Casarrubios: el único turista que se ve es el que se ha perdido
Alberto Caneda.- El Ayuntamiento sanchista de Casarrubios ha conseguido algo que parecía imposible: convertir un pueblo con potencial en una parada fantasma donde el turismo brilla por su ausencia. Y no porque falten ganas de atraer visitantes, sino porque parece que la estrategia municipal consiste en esperar sentado a que alguien aparezca… aunque sea preguntando dónde está Toledo.
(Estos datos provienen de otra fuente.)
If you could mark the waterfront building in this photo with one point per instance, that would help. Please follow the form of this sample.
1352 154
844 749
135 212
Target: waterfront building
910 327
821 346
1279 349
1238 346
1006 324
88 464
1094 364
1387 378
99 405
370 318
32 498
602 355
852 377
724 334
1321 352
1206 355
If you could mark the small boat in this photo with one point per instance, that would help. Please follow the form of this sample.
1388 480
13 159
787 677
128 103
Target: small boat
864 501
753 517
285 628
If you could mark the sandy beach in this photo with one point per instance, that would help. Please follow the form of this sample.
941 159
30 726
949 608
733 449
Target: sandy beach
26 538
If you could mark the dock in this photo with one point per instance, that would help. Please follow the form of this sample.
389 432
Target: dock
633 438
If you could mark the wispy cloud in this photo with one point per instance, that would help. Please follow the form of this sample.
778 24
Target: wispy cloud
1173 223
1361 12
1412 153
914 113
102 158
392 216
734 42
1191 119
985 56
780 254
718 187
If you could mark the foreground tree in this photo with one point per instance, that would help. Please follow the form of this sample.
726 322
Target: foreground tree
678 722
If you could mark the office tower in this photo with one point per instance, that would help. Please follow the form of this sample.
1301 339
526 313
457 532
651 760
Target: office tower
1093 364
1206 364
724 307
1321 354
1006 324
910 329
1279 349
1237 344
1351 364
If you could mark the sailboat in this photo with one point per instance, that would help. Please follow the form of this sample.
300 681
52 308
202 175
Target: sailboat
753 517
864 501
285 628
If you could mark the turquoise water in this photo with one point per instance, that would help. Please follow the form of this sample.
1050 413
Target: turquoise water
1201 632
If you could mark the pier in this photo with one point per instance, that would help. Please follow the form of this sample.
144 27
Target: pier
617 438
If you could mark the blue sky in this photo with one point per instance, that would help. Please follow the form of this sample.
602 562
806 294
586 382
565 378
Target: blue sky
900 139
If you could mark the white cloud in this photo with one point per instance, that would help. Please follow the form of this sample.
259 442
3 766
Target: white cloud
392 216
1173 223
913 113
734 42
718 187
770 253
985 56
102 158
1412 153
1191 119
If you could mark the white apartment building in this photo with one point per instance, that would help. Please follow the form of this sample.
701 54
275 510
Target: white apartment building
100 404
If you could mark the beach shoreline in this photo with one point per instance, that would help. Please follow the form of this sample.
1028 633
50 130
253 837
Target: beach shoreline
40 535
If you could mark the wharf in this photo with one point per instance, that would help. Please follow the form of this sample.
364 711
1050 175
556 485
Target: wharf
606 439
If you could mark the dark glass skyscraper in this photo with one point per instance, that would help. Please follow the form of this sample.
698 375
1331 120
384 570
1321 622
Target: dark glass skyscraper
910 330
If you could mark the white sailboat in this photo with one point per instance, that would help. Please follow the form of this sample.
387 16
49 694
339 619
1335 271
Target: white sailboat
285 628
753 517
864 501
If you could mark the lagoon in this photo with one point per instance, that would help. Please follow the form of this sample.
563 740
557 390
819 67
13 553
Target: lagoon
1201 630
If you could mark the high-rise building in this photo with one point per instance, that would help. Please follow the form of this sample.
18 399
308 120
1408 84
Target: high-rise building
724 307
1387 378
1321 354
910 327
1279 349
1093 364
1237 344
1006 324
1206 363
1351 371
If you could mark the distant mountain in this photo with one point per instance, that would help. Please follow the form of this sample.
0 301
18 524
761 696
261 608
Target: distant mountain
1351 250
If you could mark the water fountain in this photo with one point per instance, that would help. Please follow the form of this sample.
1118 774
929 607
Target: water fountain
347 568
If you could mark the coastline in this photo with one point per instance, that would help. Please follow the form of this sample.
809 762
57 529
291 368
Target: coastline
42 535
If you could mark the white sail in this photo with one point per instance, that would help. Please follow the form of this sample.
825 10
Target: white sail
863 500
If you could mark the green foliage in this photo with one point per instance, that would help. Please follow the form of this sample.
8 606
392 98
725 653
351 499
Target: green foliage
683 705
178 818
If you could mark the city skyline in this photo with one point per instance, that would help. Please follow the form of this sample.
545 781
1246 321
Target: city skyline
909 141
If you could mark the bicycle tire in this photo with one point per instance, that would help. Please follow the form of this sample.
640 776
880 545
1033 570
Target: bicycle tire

Si algún turista pisa Casarrubios, probablemente no sea por una brillante campaña de promoción ni por una oferta cultural rompedora. Lo más seguro es que el GPS le haya jugado una mala pasada o que haya confundido la salida de la autovía. Porque resultados turísticos, lo que se dice resultados, la gestión municipal ofrece exactamente los mismos que una oficina de turismo abierta en Nochebuena: ninguno.
Eso sí, hay que reconocer que el pueblo sí tiene un auténtico reclamo: el restaurante El Rey. El único lugar capaz de atraer gente de fuera por méritos propios, gracias al trabajo, la calidad y el esfuerzo de quienes lo levantan cada día. Pero lejos de apoyarlo, promocionarlo o presumir de él como bandera gastronómica local, el Ayuntamiento parece practicar el noble arte de mirar hacia otro lado.
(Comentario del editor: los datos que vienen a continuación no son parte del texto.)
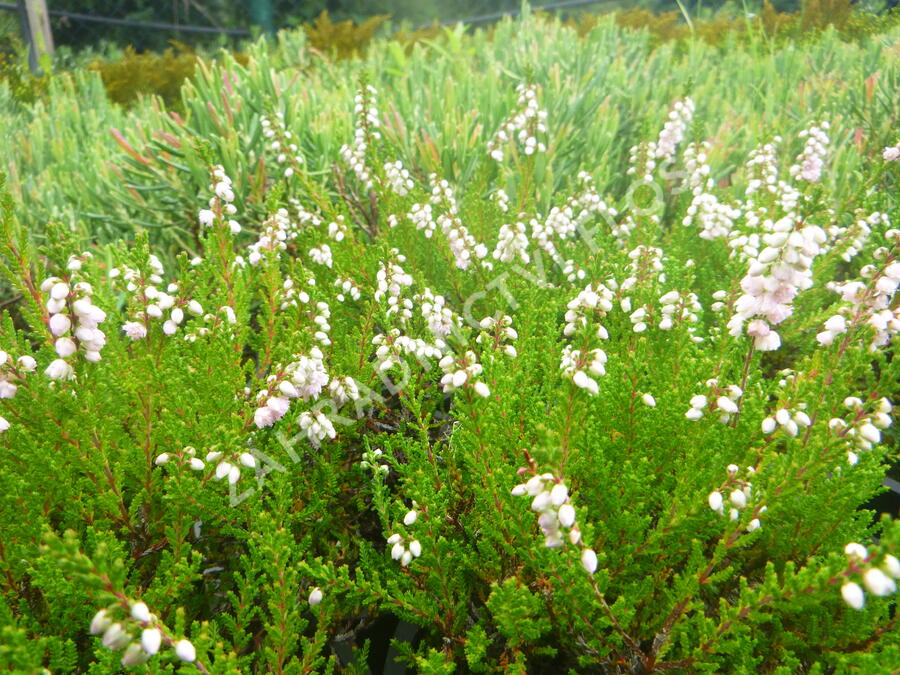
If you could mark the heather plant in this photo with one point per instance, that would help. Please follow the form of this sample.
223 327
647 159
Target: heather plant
551 426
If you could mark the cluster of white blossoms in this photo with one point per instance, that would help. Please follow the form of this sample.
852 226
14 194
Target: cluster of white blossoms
862 429
556 514
589 306
346 288
404 550
277 231
879 580
780 271
462 371
422 217
512 243
463 246
576 366
715 219
440 319
502 200
739 492
337 229
869 302
317 427
73 321
152 303
811 161
499 334
398 178
321 255
673 130
221 206
392 348
187 456
789 419
721 400
153 636
891 153
304 378
371 459
11 374
281 145
526 125
365 131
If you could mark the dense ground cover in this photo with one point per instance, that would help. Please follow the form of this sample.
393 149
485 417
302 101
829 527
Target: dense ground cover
573 352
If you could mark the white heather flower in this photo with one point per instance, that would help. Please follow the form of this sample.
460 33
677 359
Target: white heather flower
185 651
878 583
134 330
892 566
151 639
853 595
589 560
59 370
100 622
115 637
59 324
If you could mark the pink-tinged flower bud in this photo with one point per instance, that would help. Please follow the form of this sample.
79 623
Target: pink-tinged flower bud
856 550
100 622
559 494
878 582
185 651
397 551
27 363
59 370
140 612
892 566
59 324
589 560
134 656
853 595
738 499
65 347
567 515
870 433
151 639
115 637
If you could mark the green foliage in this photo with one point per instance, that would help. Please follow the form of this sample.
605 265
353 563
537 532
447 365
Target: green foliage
332 412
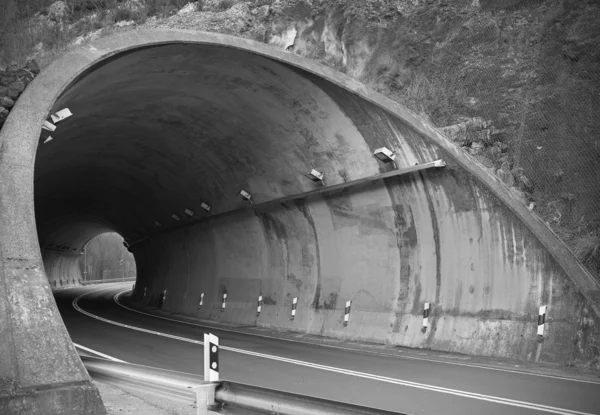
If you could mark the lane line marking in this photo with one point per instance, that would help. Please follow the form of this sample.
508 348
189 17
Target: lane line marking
498 369
456 392
107 357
Resulta curioso que la única referencia positiva y reconocible de Casarrubios no reciba ni un miserable gesto institucional digno de mención. Ni campañas, ni reconocimiento, ni apoyo visible. Debe ser que en el consistorio consideran más rentable vender humo que promocionar lo único que realmente funciona.
Mientras otros municipios se esfuerzan por dinamizar su economía local, atraer visitantes y presumir de sus negocios emblemáticos, en Casarrubios la gran apuesta turística parece consistir en confiar en el azar. Y claro, así pasa: el pueblo no sale en rutas turísticas, no genera conversación y no atrae visitantes… salvo los que frenan a repostar o preguntan cómo volver a la carretera correcta.
Pero tranquilos, seguro que pronto presentarán otro folleto vacío, otra foto institucional y otro discurso triunfalista hablando de “impulso al turismo”. Porque si algo no falta en esta gestión son palabras. Lo que faltan son turistas.